Orthodox Jewish beliefs (1)
Rabbi David Pollina (The Sunday Times, July 8) contended that the "designation" of Scripture is exclusively reserved for Tanakh (Old Testament) whereas what Christians call the "New Testament" is not Scripture. So, according to him, revenge, vengeance,...
Rabbi David Pollina (The Sunday Times, July 8) contended that the "designation" of Scripture is exclusively reserved for Tanakh (Old Testament) whereas what Christians call the "New Testament" is not Scripture.
So, according to him, revenge, vengeance, killings and destruction, for instance, exemplified in Samuel 1.27: 9, 11 and Num 31: 2, 7, 17 pass for Scripture but certainly not Luke 6: 20-26 (the Sermon on the Mount).
Again, according to the Rabbi, Jesus and Paul were not Christian because they were Jews - meaning that Jews cannot be Christians. Moreover, "the man from Nazareth", Jesus or, to give Him the Hebrew name, Y'shua, "never founded a new Church or religion".
I would not be surprised if Rabbi Pollina, after having expressed very clearly his views on Christianity, objects to my choice of very few references to the way Jesus, Christianity and the New Testament are vilified by religious fundamentalists in Israel.
According to the Talmud, the real authority for the Jewish orthodox beliefs, the rabbinical court quite properly condemned Jesus for idolatry and contempt for rabbinical authority - the Romans aren't mentioned.
Gospel accounts are detested and they are not allowed to be quoted even in modern Israeli Jewish schools. Among the orthodox, the name of Jesus, Y'shua, is an acronym-curse for "may his name and memory be wiped out". The revered Maimonides appends a similar curse to the name of Jesus in his attacks on Christianity.
Jews are instructed to burn, publicly if possible, any copy of the New Testament that comes into their hands. This is not only still in force but copies of the New Testament were publicly and ceremonially burnt in Jerusalem under the auspices of Yad Le'akhin, a Jewish religious organisation subsidised by the Israeli Ministry of Religions.
And what about Rabbi Joseph's publicly declared doctrine that Jews, when sufficiently powerful, have a religious obligation to expel all non-Jews from Israel and destroy all Christian churches?
This declaration was made before 1996 and, in spite of it, he was often courted openly during the election of that year. Rabbi Joseph thus illustrated the fierce and visible hatred of Christianity and Christians among fundamentalist religious Jews.

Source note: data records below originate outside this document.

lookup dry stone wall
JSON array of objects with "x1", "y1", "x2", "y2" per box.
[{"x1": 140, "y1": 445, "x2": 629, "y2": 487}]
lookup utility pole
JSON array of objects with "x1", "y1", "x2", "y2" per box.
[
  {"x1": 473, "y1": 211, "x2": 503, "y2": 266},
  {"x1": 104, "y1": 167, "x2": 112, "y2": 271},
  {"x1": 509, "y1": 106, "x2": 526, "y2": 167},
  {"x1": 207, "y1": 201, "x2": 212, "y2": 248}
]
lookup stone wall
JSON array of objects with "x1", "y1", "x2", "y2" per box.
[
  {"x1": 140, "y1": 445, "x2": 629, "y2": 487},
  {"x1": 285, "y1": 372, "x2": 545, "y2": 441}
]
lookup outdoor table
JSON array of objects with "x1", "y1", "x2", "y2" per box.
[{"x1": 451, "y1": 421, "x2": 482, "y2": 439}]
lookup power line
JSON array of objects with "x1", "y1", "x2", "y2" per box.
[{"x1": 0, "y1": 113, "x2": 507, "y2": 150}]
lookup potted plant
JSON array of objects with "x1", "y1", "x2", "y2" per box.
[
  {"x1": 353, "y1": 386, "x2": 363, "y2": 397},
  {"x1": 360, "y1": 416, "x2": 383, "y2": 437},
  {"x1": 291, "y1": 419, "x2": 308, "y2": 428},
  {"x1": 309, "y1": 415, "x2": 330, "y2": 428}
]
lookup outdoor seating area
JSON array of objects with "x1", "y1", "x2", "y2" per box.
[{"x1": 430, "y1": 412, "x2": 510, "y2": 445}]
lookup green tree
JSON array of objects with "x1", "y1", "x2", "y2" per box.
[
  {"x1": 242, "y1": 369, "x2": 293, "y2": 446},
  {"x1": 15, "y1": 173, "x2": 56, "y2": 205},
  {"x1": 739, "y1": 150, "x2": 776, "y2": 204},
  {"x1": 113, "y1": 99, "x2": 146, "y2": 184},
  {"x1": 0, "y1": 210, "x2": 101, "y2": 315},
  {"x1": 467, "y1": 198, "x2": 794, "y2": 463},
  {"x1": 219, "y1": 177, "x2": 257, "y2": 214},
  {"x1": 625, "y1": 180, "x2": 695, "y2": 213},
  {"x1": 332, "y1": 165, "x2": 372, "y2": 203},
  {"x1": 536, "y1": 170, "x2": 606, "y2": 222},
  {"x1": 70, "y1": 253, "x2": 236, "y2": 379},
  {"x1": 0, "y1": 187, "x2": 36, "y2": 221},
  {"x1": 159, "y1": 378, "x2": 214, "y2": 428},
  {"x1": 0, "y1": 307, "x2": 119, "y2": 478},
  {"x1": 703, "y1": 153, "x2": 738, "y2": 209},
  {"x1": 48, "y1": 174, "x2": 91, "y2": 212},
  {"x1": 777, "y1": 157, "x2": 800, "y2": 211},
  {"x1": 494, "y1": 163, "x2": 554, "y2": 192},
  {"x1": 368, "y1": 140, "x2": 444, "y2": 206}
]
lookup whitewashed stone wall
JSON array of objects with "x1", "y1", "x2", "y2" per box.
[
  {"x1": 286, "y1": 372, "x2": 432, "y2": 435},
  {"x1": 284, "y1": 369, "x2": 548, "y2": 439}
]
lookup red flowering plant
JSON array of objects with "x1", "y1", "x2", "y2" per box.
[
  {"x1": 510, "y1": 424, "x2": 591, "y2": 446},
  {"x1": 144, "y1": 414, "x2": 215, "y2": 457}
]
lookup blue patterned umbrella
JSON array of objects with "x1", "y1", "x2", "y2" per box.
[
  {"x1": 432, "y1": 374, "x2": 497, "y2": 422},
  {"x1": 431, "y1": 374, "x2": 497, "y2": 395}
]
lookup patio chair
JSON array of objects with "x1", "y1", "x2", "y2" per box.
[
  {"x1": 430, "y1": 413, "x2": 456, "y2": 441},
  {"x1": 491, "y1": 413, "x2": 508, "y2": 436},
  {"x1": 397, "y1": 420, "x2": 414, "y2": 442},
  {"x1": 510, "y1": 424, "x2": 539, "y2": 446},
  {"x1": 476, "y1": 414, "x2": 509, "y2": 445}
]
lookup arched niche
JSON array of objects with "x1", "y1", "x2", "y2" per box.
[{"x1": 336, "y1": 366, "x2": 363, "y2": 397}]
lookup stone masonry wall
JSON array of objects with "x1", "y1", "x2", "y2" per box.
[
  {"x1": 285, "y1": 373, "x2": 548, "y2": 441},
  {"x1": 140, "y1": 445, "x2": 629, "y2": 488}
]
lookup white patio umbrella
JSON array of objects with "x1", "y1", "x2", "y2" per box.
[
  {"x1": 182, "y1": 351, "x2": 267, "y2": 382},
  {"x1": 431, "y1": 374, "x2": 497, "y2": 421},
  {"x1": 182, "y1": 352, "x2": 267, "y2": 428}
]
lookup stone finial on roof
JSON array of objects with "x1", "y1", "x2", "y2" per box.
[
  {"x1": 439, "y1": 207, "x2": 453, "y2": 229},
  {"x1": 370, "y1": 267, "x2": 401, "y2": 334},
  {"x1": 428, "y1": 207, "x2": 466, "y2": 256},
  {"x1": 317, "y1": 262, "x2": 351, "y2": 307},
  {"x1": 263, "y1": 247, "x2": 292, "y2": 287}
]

Finally, consider also the case that Israeli educational authorities removed the international plus sign from the textbooks of elementary arithmetic used in the first grades of Israeli schools - meaning that the Cross is anathema in Israel.
All this and much, much more can be found in Jewish History, Jewish Religion (1994) by the late Israel Shahak, an Holocaust survivor and former Professor of Organic Chemistry and a renowned human rights activist; and Jewish Fundamentalism in Israel (1999) by Israel Shahak and Norton Mezvinsky (Professor of History at Central Connecticut State University).